6 Ağustos 2014 Çarşamba

Londra...











Harikaaaa... Bir kelimeye bu kadar hakkını veren şehir azdır bence.
Londra yine bir fuar için gittiğimiz, daha ikinci gününde Londra'da tatil planları yaptığımız bir şehir...
Nesini mi sevdim, her şeyini... 
Baştan söyleyeyim,o soğuk İngilizleri ben hiç görmedim, tam tersi İngilizleri çok kibar ve cana yakın buldum,tabii kraliçeyi bilemem😊
Katıldığımız fuar şehir merkezine yaklaşık 1 saat uzaklıkta olduğundan bir arkadaş yardımıyla merkezde bulunan Victoria station'a yakın bir otelde odalarımızı ayırttık, harika seçim, 'Grosvenor Hotel' eski bir yapı olan bu otelin odaları hoş, tertemiz ve kahvaltısı çok güzel ama en güzel yanı istasyona açılan bir arka kapısı olmasıymış, bayıldık bu işe:))
Her zamanki gibi otele varır varmaz atıldı bavullar odaya, koyulduk yollara...
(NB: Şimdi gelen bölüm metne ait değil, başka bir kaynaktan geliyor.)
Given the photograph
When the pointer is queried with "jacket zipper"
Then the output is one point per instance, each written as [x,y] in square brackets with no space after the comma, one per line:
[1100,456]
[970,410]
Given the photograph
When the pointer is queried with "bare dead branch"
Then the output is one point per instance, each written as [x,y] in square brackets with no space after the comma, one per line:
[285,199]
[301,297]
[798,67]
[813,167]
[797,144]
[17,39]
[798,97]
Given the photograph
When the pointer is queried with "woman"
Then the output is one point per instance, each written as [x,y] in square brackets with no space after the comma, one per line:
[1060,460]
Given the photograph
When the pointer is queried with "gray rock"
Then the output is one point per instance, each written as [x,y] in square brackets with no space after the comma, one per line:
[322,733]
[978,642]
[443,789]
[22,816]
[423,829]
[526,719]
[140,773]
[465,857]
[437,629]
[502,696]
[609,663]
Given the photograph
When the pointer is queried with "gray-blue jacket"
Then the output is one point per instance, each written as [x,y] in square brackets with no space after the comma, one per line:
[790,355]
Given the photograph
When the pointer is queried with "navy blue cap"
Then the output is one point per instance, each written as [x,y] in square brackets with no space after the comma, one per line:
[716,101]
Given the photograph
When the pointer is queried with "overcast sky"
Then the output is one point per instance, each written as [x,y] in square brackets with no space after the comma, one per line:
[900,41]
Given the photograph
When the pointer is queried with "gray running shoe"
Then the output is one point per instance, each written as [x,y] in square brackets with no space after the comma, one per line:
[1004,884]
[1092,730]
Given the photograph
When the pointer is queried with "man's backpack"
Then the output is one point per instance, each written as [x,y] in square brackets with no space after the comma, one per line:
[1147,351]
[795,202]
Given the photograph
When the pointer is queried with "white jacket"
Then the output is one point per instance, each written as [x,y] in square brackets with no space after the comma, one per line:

İstikamet sırasıyla 'Buckingham', 'Big Ben' ve Parlamento binası...
Şansımıza sıcacık bir hava içimizi ısıtırken aşık oldum ben bu şehre. Saray, saray işte dedirten cinsten ama tabii ki karşısında güzel mi güzel çiçek bahçeleri... Çok vakit kaybetmeden 'Green Park'tan hızlıca ördeklere, sincaplara bakıp koşa koşa 'Big Ben'e ulaştık, nasıl güzel bir manzara o, nasıl güzel binalar, nasıl kanlı canlı bir şehir burası... Her bina ayrı güzel, her kırmızı otobüs ayrı bir hava, her telefon klübesi ayrı bir 'Doctor Who' bölümü...
Ben önceden sevmişim şehri haberim yokmuş...
'London Eye' öyle ihtişamlı ki sanki tüm şehri gözetliyor, kolaçan ediyor...
Yavaş yavaş akşam olmaya başlayınca biz azıcık hızlanalım dedik ve yürüyerek 'Covent garden' da bulunan 'Apple Markt'a gittik, öyle güzel bir ortam ki; hani kulağınızda en sevdiğiniz şarkıyı dinlerken aklınıza sevdiğiniz bir film gelir ve gülümsersiniz ya, işte o filmden bir sahne gibi... yol boyu direklerde asılı çiçekler, sokaklarda bira içen işten çıkmış insanlar, bebek arabalarını iterken şakalaşan çiftler...hayatın tadını çıkartan, mutluluğu yanında arayan yaşamlar... 
Merak etmeyin uzaktan kısa bir süre izliyor sonra bu canlılık hemen sizi de içine çekiyor...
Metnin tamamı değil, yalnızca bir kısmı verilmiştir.